Un delicado episodio de seguridad interna mantiene en alerta a las autoridades militares y civiles del país tras la desaparición de 46 armas de fuego que se encontraban bajo custodia del Ejército Nacional en Barranquilla. El hecho ocurrió en las instalaciones del Batallón de Apoyo y Servicios para el Combate, adscrito a la Segunda Brigada, ubicado en el norte de la capital del Atlántico.
El armamento había sido incautado previamente en operativos contra grupos armados ilegales y permanecía almacenado como material decomisado. Sin embargo, durante una verificación interna se detectó que las armas ya no se encontraban en el lugar asignado, lo que llevó a activar de inmediato los protocolos de seguridad y control establecidos por la institución.
De acuerdo con información conocida por SEMANA a través de fuentes judiciales, la desaparición del arsenal derivó en la apertura de investigaciones tanto en el ámbito penal como disciplinario, dirigidas a establecer posibles responsabilidades entre los integrantes del Ejército que tenían a su cargo la custodia y administración del material.
El Ejército Nacional confirmó oficialmente lo sucedido mediante un comunicado de prensa, en el que señaló que, una vez se tuvo conocimiento de la presunta pérdida, se procedió a presentar las denuncias correspondientes ante la Justicia Penal Militar y la Fiscalía General de la Nación.
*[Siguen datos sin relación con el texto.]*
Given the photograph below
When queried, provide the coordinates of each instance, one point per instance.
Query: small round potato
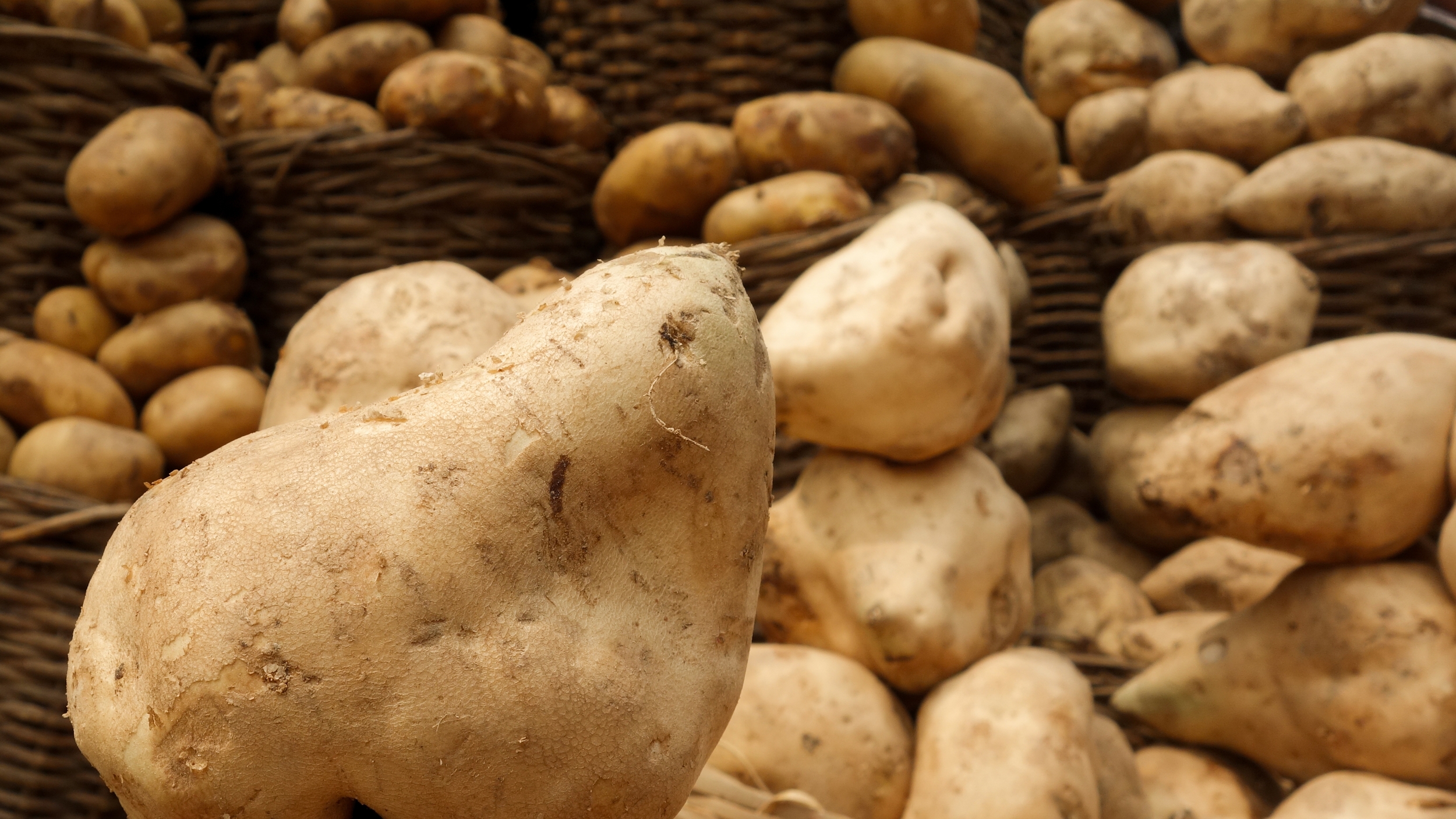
(73, 318)
(663, 182)
(196, 257)
(354, 60)
(794, 202)
(41, 381)
(89, 458)
(840, 133)
(203, 411)
(159, 347)
(144, 170)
Paralelamente, se iniciaron procesos administrativos y disciplinarios internos para esclarecer las circunstancias en las que ocurrió el hecho.
“La unidad activó de manera inmediata los protocolos de seguridad y control interno”, indicó la institución, al precisar que las investigaciones buscan determinar si hubo negligencia, fallas en los procedimientos o posibles actos irregulares por parte del personal involucrado.
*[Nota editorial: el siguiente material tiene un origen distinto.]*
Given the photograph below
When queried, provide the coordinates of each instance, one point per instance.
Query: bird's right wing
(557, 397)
Como parte de las actuaciones adelantadas, varios uniformados fueron llamados a rendir interrogatorio y se les practicaron pruebas de poligrafía. Estas diligencias están siendo coordinadas por la Inspección General del Ejército, que asumió la conducción de los procesos internos de verificación y control.
La desaparición de estas armas ha generado una fuerte preocupación entre las autoridades locales y departamentales, debido al riesgo que representa que este material bélico pueda terminar en manos de organizaciones criminales que operan en Barranquilla y otras zonas del Atlántico.
En la región hacen presencia estructuras delincuenciales como Los Costeños, Los Pepes y el Clan del Golfo, organizaciones que se disputan el control de economías ilegales relacionadas con el narcotráfico, las extorsiones y el microtráfico. Estas disputas han sido señaladas como una de las principales causas del aumento de hechos violentos, entre ellos homicidios selectivos, ataques armados y amenazas contra comerciantes y transportadores.
Ante este panorama, las autoridades reforzaron los esquemas de vigilancia y mantienen un seguimiento permanente para evitar que las armas desaparecidas sean utilizadas en acciones criminales. Al mismo tiempo, se busca establecer si la pérdida del arsenal está relacionada con fallas en los sistemas de almacenamiento o con una posible red de corrupción interna.
El Ejército reiteró su compromiso con la transparencia institucional y aseguró que colaborará plenamente con los entes judiciales para esclarecer lo ocurrido y adoptar las medidas correctivas que sean necesarias. Mientras avanzan las investigaciones, el caso se mantiene bajo reserva y continúa siendo objeto de seguimiento por parte de los organismos de control.